Published by ImagingBiz

The ongoing success of the imaging-center industry has resulted in the proliferation of operating and management companies; this, in turn, has resulted in the increased acquisition of controlling interests in the imaging centers by the operators. By gaining a controlling interest, the operating company is able to bring substantial experience and negotiating clout to the venture, typically enhancing value. The success of these partnerships, combined with this increased demand, has resulted in the willingness of these operating and management companies not only to acquire controlling interests in imaging centers, but to do so at a premium.

Through our experience in the industry, we have observed that imaging-center operators typically pay a multiple of approximately four to five times a normalized level of EBITDA for a controlling interest. As would be expected, these multiples vary according to the specific facts and circumstances surrounding the transaction. The marketplace typically relies much more heavily upon EBITDA value indications (as opposed to net revenue) because a center’s EBITDA serves as a more accurate proxy for future cash flows than does revenue.
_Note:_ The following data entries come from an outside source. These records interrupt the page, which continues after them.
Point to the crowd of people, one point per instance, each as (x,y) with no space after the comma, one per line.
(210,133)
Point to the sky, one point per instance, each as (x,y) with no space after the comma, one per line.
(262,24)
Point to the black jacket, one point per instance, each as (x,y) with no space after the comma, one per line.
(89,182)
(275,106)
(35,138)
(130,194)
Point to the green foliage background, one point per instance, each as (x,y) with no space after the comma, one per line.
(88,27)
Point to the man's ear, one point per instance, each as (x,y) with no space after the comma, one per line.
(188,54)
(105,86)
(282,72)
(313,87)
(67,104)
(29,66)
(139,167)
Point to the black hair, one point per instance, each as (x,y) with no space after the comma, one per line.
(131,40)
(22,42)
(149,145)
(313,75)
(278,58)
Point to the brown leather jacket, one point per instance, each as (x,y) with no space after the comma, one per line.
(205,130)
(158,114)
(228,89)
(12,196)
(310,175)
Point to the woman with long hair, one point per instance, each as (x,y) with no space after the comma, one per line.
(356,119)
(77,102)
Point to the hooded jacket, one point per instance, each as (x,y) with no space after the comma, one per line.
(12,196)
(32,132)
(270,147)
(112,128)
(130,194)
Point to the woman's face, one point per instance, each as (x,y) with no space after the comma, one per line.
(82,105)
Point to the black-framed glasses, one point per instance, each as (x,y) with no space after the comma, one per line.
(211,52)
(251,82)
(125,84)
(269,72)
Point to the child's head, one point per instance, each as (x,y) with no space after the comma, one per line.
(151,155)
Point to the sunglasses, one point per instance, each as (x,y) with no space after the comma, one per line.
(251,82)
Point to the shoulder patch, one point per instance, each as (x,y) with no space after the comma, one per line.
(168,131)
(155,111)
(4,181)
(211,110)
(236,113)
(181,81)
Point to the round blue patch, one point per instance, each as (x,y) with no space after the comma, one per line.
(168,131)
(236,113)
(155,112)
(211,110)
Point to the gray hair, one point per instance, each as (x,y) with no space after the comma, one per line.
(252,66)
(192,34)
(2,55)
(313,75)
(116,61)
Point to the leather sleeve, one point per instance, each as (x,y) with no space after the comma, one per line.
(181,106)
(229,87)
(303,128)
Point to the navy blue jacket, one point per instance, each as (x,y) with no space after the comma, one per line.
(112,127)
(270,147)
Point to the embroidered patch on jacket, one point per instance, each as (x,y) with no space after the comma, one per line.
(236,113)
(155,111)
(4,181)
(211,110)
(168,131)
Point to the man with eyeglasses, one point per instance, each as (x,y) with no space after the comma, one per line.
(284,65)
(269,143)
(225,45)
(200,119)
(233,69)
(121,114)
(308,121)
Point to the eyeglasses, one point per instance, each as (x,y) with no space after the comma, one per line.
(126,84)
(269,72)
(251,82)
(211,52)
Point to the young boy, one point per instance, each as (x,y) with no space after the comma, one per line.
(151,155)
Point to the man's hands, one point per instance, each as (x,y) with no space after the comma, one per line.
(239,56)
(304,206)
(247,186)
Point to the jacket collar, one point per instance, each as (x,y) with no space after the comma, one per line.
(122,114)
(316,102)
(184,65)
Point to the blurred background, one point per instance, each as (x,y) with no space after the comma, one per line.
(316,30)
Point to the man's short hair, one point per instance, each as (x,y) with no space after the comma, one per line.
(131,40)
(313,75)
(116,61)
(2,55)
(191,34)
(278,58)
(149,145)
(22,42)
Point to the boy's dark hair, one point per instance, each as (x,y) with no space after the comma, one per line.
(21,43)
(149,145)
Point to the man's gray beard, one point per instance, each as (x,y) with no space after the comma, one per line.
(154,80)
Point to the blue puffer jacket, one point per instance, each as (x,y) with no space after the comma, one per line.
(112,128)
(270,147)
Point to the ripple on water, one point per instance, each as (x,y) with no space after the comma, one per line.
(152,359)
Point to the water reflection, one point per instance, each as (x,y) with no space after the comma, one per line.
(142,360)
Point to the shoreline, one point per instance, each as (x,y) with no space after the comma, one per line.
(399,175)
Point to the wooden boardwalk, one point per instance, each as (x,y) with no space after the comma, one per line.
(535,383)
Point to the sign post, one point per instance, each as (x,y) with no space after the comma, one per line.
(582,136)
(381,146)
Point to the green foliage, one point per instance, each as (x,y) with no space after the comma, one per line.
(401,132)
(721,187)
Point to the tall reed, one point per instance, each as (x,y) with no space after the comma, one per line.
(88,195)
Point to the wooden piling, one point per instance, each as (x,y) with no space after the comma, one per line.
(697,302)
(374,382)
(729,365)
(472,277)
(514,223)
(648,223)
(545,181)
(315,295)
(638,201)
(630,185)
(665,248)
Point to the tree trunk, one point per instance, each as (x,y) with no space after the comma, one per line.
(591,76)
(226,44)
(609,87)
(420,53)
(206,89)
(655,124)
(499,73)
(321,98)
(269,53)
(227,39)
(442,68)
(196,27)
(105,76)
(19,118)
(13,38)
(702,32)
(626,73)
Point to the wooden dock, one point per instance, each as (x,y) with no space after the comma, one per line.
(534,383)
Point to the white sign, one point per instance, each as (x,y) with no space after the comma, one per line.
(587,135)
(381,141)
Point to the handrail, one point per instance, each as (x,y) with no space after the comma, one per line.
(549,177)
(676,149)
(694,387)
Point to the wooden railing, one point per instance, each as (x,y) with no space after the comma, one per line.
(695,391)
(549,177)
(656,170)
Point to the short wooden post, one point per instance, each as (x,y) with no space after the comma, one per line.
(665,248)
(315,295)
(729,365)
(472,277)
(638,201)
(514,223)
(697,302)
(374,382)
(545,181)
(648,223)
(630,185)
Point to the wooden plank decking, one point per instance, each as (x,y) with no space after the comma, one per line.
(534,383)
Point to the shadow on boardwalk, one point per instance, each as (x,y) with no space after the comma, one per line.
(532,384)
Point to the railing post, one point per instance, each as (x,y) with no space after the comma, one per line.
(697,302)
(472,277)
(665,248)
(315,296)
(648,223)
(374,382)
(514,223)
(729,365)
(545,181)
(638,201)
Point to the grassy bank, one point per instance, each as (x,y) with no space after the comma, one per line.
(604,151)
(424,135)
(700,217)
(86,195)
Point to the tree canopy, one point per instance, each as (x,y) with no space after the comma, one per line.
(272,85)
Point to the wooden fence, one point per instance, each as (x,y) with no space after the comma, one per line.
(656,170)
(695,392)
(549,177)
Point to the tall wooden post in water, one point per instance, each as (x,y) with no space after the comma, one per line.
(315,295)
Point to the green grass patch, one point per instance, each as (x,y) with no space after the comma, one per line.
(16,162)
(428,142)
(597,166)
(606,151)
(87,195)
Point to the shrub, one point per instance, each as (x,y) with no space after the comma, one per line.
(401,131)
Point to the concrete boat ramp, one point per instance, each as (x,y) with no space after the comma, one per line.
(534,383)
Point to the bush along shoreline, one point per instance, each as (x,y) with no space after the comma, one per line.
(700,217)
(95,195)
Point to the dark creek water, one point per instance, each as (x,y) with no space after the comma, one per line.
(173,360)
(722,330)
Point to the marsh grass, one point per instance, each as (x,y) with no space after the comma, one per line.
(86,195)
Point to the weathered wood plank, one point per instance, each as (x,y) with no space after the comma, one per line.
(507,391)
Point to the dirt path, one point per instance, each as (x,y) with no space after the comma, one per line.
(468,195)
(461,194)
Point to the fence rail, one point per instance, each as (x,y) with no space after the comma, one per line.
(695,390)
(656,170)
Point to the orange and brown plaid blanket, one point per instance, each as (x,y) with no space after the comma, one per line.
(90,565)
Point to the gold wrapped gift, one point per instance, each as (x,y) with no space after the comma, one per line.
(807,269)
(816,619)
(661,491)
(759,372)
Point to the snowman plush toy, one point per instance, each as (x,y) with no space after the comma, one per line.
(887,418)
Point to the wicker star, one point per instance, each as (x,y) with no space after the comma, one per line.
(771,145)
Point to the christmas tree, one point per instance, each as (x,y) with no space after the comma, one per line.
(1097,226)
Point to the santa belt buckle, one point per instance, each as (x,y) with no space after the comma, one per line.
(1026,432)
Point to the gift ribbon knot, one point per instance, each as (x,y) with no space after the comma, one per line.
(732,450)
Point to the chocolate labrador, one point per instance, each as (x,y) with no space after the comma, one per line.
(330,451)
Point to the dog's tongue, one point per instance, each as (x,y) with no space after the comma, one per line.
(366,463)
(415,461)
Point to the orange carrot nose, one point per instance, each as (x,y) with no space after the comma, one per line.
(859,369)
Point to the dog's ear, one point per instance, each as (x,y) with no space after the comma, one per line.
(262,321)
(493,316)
There are five primary categories of risk factors that can drive the fair market value of an imaging center toward the lower or higher end of the range of acquisition multiples. They are market, operational, equipment, referring-physician, and reimbursement risk factors.

Market Risk Factors

There are certain market risk factors that make an imaging center more or less valuable to a willing buyer. Favorable market risk factors include the existence of a certificate of need, favorable patient demographics, and high historical population growth. Certain states require a certificate of need for the ownership and operation of diagnostic-imaging equipment; the process of obtaining one can be very time consuming, creating a barrier to entry for competitors in certain markets. Favorable patient demographics and high historical population growth tend to result in a more favorable reimbursement environment, as well as higher projections for volume growth, which (in turn) increase the value of a center.